Morgens früh ging es dann mit dem Bus in 5 Std. in den Küstenort Mui Ne. Eigentlich war Mui Ne bis vor 10 Jahren ein kleines Fischerdorf am Ende einer langen Bucht gelegen und dies ist heute nicht groß anders, außer, dass die schon genannte Bucht, die sich im Übrigen auf 10 Km erstreckt, jetzt keine freie Stelle mehr aufweisen kann, welche nicht von Resorts, Restaurants und Souvenirläden bebaut worden ist. Ihr seht schon, dass der Tourismus einiges verändern kann und in Mui Ne hat dieser unweigerlich zu einer enormen Veränderung geführt.

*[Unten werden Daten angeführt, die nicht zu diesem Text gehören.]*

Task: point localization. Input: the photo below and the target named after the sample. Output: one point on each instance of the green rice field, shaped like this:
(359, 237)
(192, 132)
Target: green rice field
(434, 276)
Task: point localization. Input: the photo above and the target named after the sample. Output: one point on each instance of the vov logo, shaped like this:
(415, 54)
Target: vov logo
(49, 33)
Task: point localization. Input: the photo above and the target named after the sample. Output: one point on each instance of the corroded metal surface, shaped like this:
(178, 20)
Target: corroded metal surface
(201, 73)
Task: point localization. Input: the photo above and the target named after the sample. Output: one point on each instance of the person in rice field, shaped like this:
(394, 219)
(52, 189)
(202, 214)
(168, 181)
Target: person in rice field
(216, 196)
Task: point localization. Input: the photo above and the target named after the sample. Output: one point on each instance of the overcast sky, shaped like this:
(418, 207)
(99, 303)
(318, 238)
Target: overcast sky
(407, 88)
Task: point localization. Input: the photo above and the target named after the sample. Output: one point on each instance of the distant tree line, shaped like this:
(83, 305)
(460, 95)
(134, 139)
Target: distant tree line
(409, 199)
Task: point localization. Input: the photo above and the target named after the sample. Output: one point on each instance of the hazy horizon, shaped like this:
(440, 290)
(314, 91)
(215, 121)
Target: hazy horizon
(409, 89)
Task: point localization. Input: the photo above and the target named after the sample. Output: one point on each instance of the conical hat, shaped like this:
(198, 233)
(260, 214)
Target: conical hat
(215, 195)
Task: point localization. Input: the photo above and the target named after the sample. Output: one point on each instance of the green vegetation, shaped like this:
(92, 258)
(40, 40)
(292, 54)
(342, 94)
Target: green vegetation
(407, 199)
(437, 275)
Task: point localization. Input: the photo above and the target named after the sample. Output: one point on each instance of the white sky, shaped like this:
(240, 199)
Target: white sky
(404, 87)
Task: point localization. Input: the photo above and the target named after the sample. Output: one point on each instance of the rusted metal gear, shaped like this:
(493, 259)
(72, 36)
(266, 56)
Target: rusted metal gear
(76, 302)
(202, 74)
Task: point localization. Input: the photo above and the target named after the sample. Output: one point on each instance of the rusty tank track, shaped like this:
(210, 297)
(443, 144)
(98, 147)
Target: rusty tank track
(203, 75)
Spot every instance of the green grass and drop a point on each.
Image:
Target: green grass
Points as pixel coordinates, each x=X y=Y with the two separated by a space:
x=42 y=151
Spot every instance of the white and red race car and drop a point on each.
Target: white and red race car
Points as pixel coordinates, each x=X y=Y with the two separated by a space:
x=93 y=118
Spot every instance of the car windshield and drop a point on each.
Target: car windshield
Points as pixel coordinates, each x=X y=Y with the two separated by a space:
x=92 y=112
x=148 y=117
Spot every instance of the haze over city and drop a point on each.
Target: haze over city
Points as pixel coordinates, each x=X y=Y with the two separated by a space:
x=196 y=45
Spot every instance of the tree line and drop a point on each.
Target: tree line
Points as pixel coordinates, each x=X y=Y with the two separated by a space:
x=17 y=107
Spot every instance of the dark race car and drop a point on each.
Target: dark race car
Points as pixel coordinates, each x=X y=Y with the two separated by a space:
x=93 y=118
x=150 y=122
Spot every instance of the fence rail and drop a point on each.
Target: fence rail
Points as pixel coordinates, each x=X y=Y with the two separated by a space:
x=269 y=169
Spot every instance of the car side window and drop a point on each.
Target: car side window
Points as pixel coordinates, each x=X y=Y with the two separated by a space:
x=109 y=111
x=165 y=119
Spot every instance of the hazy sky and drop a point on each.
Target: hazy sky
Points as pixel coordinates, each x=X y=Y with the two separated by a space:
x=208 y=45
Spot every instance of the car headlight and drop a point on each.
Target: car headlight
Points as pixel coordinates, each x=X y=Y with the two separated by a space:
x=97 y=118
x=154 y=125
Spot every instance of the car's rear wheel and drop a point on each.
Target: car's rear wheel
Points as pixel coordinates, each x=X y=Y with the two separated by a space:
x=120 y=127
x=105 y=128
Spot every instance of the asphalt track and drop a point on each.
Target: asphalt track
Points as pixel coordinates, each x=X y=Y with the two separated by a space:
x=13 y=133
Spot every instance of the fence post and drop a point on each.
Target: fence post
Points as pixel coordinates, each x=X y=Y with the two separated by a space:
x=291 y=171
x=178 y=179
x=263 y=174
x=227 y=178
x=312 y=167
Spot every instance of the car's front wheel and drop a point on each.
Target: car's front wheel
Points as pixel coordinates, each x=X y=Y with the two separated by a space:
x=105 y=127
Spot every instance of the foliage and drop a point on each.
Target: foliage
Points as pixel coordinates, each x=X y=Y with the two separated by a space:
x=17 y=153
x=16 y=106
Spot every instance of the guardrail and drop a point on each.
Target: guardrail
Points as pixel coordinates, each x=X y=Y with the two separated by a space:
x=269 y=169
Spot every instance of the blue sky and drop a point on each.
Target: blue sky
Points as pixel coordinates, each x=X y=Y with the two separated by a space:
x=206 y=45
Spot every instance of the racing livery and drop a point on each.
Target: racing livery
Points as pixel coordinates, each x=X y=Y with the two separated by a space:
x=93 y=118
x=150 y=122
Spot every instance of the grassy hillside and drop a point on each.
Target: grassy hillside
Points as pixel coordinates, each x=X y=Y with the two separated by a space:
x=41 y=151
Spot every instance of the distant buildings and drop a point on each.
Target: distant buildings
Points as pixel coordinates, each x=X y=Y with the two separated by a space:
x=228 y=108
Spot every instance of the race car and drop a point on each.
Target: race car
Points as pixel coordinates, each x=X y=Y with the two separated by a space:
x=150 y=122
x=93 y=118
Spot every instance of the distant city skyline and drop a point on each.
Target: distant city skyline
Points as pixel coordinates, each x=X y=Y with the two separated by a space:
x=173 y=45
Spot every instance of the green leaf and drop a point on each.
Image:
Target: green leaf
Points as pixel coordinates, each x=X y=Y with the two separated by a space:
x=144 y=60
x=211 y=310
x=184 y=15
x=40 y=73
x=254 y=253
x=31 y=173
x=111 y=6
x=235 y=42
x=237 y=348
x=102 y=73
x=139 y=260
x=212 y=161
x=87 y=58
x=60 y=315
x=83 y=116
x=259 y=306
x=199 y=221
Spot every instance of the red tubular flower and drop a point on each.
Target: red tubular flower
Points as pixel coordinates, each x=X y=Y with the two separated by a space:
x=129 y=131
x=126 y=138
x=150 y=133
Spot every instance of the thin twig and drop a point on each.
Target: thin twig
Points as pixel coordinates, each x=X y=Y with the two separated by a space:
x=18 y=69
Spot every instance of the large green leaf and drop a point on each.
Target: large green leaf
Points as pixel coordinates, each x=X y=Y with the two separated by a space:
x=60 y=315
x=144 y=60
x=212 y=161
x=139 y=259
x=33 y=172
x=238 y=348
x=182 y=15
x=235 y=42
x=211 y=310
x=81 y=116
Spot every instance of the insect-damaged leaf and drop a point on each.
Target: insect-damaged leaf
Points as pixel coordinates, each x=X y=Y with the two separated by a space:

Glücklicherweise verstreuen sich die Unterkünfte und Restaurants durch die Länge der Bucht doch ein bisschen, sodass nicht alles auf einen Haufen liegt. Der Nachteil ist hierbei jedoch von A nach B zu kommen. Der Strand lag ca. in der Mitte der Bucht, gut abgeschirmt von etlichen Luxus-Resorts und den dazugehörenden Horden von Touristen. So kam es, dass wir unsere Zeit mit anderen Dingen als am Strand liegen und baden verbrachten. Es gab tatsächlich auch noch eine andere Besonderheit in der Nähe von Mui Ne zu sehen und zwar, man mag es fast nicht glauben, riesige Sanddünen. Das wollten wir uns anschauen und da wir kein Interesse hatten eine Jeeptour zu buchen, machten wir uns wiedermal per Motorrad auf den Weg. Der Hinweg dauerte schon etwas länger als geplant weil wir den weg nicht ganz genau kannten, es keine Beschilderung außer in Sichtweite der Dünen gab und diese ungefähr 25 Km von Mui Ne entfernt lagen. Schön, dass wir, als wir endlich angekommen waren, die Dünen für uns alleine hatten. Es war schon ein verwunderlicher Anblick inmitten von diesem Küstenstreifen, der landschaftlich auch eher an eine Wüste in Mexiko erinnerte, große weiße Sanddünen wie die in der Sahara zu sehen. Es schien also alles etwas surreal, wenn man sich Vietnam so vorstellte wie man es immer vor Augen hatte: dschungelbedeckte Hügel und Berge.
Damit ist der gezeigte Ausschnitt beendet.